Mehr als die Hälfte aller ICE-Züge waren im vergangenen Monat mit Defekten unterwegs. Foto: dpa

Von Steckdosen ohne Strom bis geschlossenen Bordbistros: Im Juni waren deutlich mehr als die Hälfte der ICE-Züge mit defekten unterwegs. Gefahren für Zuggäste soll es aber nicht gegeben haben.

Berlin - Fehlende Reservierungsanzeigen, Steckdosen ohne Strom, geschlossene Bordbistros: Deutlich mehr als die Hälfte der im Juni eingesetzten ICE-Züge bei der Deutschen Bahn (DB) waren mit technischen Defekten und Einschränkungen unterwegs.

Die Sicherheit der Fahrgäste war dadurch jedoch nicht gefährdet, wie aus einer Antwort des Verkehrsministeriums auf eine Kleine Anfrage der FDP-Fraktion im Bundestag hervorgeht. Im Juni waren demnach rund 38 Prozent der eingesetzten ICE-Züge voll funktionsfähig - der bis dahin schwächste Wert im Jahr 2019. Noch im Mai lag die Quote bei 46 Prozent. Zuvor hatte die „Bild“-Zeitung darüber berichtet.

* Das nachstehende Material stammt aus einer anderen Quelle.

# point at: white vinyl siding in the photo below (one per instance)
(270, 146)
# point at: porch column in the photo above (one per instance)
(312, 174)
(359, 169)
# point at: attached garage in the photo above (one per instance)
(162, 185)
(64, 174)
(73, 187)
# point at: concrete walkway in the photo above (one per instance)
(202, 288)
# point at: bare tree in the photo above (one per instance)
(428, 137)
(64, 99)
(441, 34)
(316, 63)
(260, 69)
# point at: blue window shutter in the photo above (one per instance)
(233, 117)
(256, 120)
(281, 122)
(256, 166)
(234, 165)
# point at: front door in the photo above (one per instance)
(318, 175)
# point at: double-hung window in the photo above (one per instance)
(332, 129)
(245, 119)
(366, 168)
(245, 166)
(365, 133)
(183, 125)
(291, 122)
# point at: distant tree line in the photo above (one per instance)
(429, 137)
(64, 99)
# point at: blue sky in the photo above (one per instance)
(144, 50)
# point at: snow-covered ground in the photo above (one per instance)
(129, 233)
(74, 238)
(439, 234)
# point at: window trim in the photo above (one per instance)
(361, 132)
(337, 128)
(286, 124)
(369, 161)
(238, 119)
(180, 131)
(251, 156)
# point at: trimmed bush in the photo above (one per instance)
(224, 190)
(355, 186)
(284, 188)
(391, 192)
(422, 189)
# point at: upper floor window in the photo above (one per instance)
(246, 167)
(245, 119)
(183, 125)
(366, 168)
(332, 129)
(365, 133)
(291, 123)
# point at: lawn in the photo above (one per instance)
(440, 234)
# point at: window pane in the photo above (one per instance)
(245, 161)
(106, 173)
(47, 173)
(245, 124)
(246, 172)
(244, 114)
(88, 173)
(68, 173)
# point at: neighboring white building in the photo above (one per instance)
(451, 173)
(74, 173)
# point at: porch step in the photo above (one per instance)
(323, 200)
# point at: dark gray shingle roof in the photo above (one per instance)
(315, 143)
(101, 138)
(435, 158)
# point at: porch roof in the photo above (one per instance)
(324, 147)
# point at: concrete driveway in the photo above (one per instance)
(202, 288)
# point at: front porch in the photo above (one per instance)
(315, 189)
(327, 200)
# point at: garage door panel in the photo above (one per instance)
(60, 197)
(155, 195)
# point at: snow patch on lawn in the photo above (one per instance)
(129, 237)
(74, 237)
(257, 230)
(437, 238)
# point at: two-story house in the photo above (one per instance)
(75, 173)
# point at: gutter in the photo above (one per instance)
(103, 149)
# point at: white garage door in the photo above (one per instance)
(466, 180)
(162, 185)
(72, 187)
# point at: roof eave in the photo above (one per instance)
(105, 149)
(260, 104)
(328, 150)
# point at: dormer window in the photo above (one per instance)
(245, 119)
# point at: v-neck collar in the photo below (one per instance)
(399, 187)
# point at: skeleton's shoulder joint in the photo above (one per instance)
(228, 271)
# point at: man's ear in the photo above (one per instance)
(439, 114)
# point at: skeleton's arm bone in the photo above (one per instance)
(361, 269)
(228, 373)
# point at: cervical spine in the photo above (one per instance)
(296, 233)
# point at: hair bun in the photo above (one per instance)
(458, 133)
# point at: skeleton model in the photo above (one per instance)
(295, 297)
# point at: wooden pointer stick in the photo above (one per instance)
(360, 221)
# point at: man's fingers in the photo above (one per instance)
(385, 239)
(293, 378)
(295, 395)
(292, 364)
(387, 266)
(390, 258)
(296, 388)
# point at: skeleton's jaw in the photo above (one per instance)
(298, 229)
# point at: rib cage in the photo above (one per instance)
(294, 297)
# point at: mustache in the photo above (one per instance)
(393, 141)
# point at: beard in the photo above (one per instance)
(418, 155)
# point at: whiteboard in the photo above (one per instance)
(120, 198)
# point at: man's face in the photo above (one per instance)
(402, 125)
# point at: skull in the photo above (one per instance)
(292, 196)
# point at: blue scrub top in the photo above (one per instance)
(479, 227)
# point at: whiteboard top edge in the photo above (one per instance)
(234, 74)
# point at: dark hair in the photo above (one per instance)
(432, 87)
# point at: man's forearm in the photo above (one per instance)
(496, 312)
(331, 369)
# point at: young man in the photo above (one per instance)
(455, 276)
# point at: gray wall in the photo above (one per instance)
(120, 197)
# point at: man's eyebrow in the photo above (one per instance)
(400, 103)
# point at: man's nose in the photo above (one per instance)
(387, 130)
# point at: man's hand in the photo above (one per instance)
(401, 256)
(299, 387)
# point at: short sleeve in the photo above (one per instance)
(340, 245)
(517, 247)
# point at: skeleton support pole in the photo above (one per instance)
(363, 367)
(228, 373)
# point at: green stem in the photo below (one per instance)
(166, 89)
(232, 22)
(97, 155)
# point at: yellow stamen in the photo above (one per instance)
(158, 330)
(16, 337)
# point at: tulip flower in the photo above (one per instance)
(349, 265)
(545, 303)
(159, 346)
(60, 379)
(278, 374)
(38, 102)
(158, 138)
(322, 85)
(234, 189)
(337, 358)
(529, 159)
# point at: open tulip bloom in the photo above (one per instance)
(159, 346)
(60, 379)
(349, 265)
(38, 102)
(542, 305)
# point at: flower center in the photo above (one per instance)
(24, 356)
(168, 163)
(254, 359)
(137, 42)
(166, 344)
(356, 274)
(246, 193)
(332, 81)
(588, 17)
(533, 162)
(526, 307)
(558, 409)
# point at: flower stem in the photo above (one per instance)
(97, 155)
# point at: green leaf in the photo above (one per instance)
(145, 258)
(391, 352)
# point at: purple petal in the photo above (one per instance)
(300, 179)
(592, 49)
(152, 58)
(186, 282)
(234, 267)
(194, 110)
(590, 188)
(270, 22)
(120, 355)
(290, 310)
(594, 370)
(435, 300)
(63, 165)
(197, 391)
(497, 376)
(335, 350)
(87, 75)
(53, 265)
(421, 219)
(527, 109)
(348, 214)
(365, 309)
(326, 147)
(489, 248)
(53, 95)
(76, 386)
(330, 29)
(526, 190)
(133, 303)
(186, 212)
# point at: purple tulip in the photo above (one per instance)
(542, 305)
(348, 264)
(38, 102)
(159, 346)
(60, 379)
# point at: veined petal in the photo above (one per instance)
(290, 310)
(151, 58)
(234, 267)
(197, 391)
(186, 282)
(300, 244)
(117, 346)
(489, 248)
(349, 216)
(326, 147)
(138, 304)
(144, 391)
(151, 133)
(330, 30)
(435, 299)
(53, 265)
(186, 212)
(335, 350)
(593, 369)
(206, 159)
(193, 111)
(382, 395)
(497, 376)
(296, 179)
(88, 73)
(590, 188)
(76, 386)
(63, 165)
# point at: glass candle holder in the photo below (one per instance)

Anteil der störungsfreien Züge deutlich gestiegen

Um welche Defekte es sich genau handelte, und ob sie größere Einschränkungen für die Passagiere bedeuteten, geht aus der Statistik nicht hervor. „Die von der DB gemessene „technische Verfügbarkeit bei Erstbereitstellung“ dient der internen Steuerung und berücksichtigt selbst kleinste technische Einschränkungen“, teilte die Bahn am Mittwoch mit. „Daher wird ein Zug mit einem einzigen kleinen Fehler schon als „eingeschränkt“ gezählt, obwohl es keine oder nur sehr geringe Einschränkungen in der Nutzbarkeit des Zuges gibt.“ Schon eine defekte Reservierungsanzeige führe zu dieser Einstufung.

Im Vergleich zum Vorjahr hat sich der Anteil der störungsfreien Züge indes deutlich erhöht. Laut Medienberichten vom Dezember fuhr damals nicht einmal jeder vierte ICE völlig fehlerfrei.